Operations: We only have two (types of) meetings now.
Executive Summary:
There’s two types of meetings that I hold in Operations and this seemed too good not to share. You’re either “making sausage” or asking the boss which direction to go on a decision.
This might be a highly internal meme that the military is circulating, but this hit me exactly in how to develop a leader. If you’re familiar with the Military Decision Making Process(MDMP) it lays out how to develop courses of actions for tactical through strategic leaders. The entire process is several more in depth steps but it all boils down to these two things.
This, in brief is the shortest distillation of what the MDMP loop is.
Right now, we hold two types of meetings.
(1) Planning and Course of Action Development
A Meeting where we as a staff or group develop several courses of actions and recommendations. There’s a lot of back and forth and we come up with something to present to the boss/commander or whoever is making a decision. We call this one “sausage-making” (apologies to vegans, vegetarians and anyone grossed out by this).
(2) Decision Brief
A decision brief where the boss/commander is presented with different courses of action, information and the staffs recommendation. Note that generally a commander in the military is someone who has served in a staff or subsidiary position for several years after completing college and several professional military schools.
How you can use this in your organization
If you’re trying to hold a meeting and you’re not sure the purpose of the meeting, ask the question.
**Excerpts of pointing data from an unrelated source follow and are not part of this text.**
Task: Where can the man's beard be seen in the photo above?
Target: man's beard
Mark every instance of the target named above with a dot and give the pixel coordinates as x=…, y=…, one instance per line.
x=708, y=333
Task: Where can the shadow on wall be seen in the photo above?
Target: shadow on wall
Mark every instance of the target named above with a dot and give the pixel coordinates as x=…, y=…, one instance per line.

Are we making a decision during this meeting or just going over options? That will drive it.
If you’re not trying to get everyone together so you’re not missing out on input, then perhaps this can be an email. If you just need a bit more information you don’t need to pull everyone in.
Onerous requirements from higher echelons of the Army that take up too much training time drove this, as units were having to deal with dozens of competing requirements. If you’re at the higher echelon of your organization and you can take more off the “guy on the street” while still having a functional mission, then I would call that a win.
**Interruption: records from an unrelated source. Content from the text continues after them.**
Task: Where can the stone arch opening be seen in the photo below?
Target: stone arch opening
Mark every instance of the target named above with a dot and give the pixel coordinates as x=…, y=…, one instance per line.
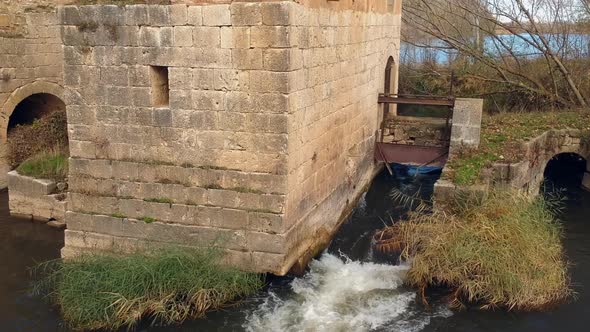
x=34, y=107
x=566, y=170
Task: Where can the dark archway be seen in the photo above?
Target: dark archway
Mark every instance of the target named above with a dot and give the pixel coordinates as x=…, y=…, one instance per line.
x=388, y=86
x=38, y=124
x=564, y=170
x=34, y=107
Also I stole the image from the forums norms as it seemed fitting.
Some pushback on this:
I think this is a limited model for understanding meetings. (Citing from the handbook of meeting science) there are different cognitive processes taking place during meetings (usually several in one meeting):
Problem identification and construction
Information exchange/information sharing
Idea generation and brainstorming
Idea evaluation and selection
Implementation planning
When I conduct meetings as a project manager (or participate in team meetings) I rarely have a clear “decision brief meeting” or a “planning and course of action development”. All of these may take place in one meeting depending on the scope of the decision(s) to be made. If a decision is consequential enough I can understand the need for fragmenting these processes into different meetings.
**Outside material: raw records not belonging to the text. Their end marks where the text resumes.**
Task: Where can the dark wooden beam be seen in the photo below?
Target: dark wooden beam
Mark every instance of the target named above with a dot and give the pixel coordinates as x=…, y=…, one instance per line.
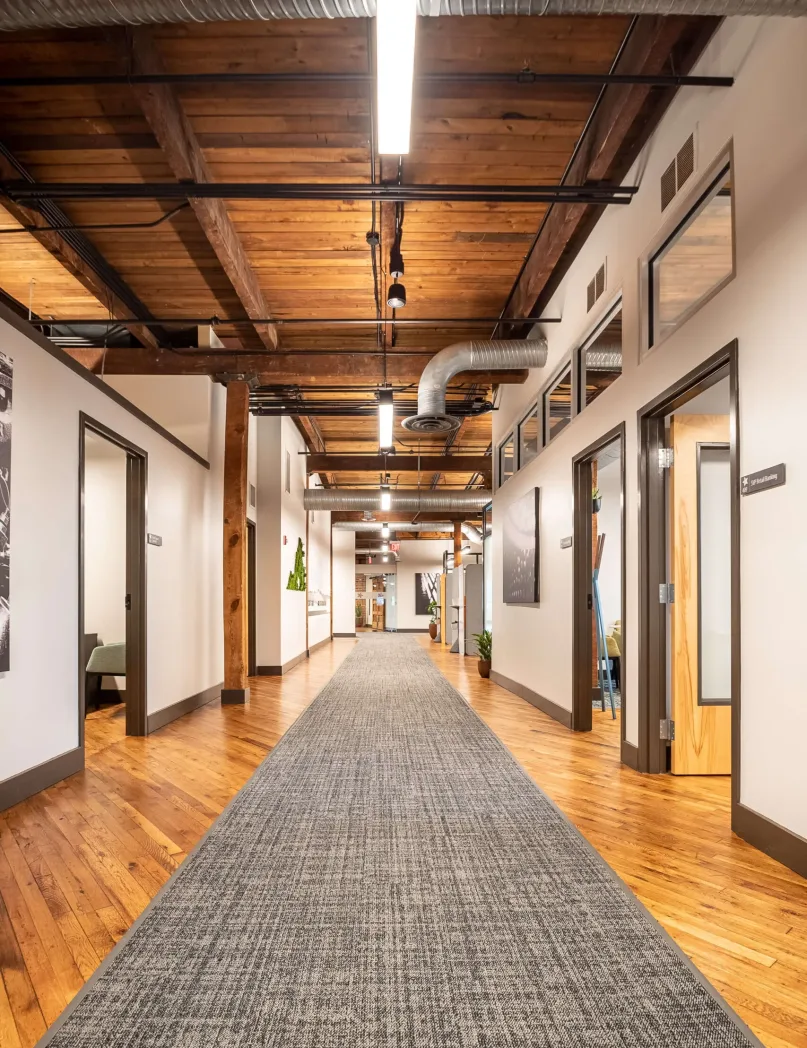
x=626, y=117
x=398, y=463
x=282, y=368
x=72, y=262
x=236, y=428
x=172, y=129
Additionally, other processes take place that are worth highlighting:
Trust and psychological safety
Support for innovation
Conflict
I think the main takeaway from your post would be for readers to highlight the purposes that the meetings they plan serve and approach meeting planning with more intention.
Thanks for this. This comes from a relatively top down (but locally administered) org structure which may not reflect exactly on other organizations.
We do have a structure that the commanders/decision makers may not always be present when we discuss things due to them needing to speak to higher echelons or other commitments and this may not reflect outside of a governmental structure.
I’m adding the handbook to my reading list, though and hope to update this when I do. (Rough that it costs so much though!)